ITEM 4.  CHANGES IN REGISTRANT'S CERTIFYING ACCOUNTANT.

On June 17, 2002, Bucyrus International, Inc. (the "Company"), upon the
approval of its Board of Directors, dismissed Arthur Andersen LLP ("Andersen")
as the Company's independent public accountants and engaged Deloitte & Touche
LLP ("Deloitte") to serve as the Company's independent public accountants for
the fiscal year ending December 31, 2002.

Andersen's reports on the Company's consolidated financial statements for each
of the years ended December 31, 2001 and 2000 did not contain an adverse
opinion or disclaimer of opinion, nor were they qualified or modified as to
uncertainty, audit scope or accounting principles.

In connection with its audits for the Company's fiscal years ended
December 31, 2001 and 2000 and through June 17, 2002, there were no
disagreements between the Company and Andersen on any matter of accounting
principle or practice, financial statement disclosure, or auditing scope or
procedure which, if not resolved to Andersen's satisfaction, would have caused
Andersen to make reference to the subject matter in connection with Andersen's
report on the Company's consolidated financial statements for such years; and
there were no reportable events as defined in Item 304(a)(1)(v) of Regulation
S-K.

The Company provided Andersen with a copy of the foregoing disclosures.
Attached as Exhibit 16.1 is a copy of Andersen's letter, dated June 18, 2002,
stating its agreement with such statements.

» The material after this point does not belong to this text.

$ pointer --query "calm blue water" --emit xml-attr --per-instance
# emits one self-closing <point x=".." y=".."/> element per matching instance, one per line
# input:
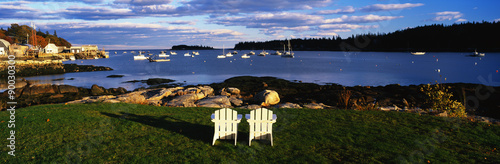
<point x="345" y="68"/>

During the fiscal years ended December 31, 2001 and 2000 and through June 17,
2002, the Company did not consult Deloitte with respect to the application of
accounting principles to a specified transaction, either completed or
proposed, or the type of audit opinion that might be rendered on the Company's
consolidated financial statements, or any other matters or reportable events
listed in Items 304(a)(2)(i) and (ii) of Regulation S-K.

ITEM 7.  FINANCIAL STATEMENTS AND EXHIBITS

Exhibit
Number         Description

 16.1          Letter from Arthur Andersen LLP to the Securities and
               Exchange Commission dated June 18, 2002.




                                SIGNATURES

Pursuant to the requirements of the Securities Exchange Act of 1934, the
Registrant has duly caused this report to be signed on its behalf by the
undersigned hereunto duly authorized.

                                   BUCYRUS INTERNATIONAL, INC.


Date:  June 18, 2002               /s/ Theodore C. Rogers
                                   By:    Theodore C. Rogers
                                   Title: Chief Executive Officer





                               EXHIBIT INDEX

Exhibit
Number    Description

 16.1     Letter from Arthur Andersen LLP to the Securities and Exchange
          Commission dated June 18, 2002.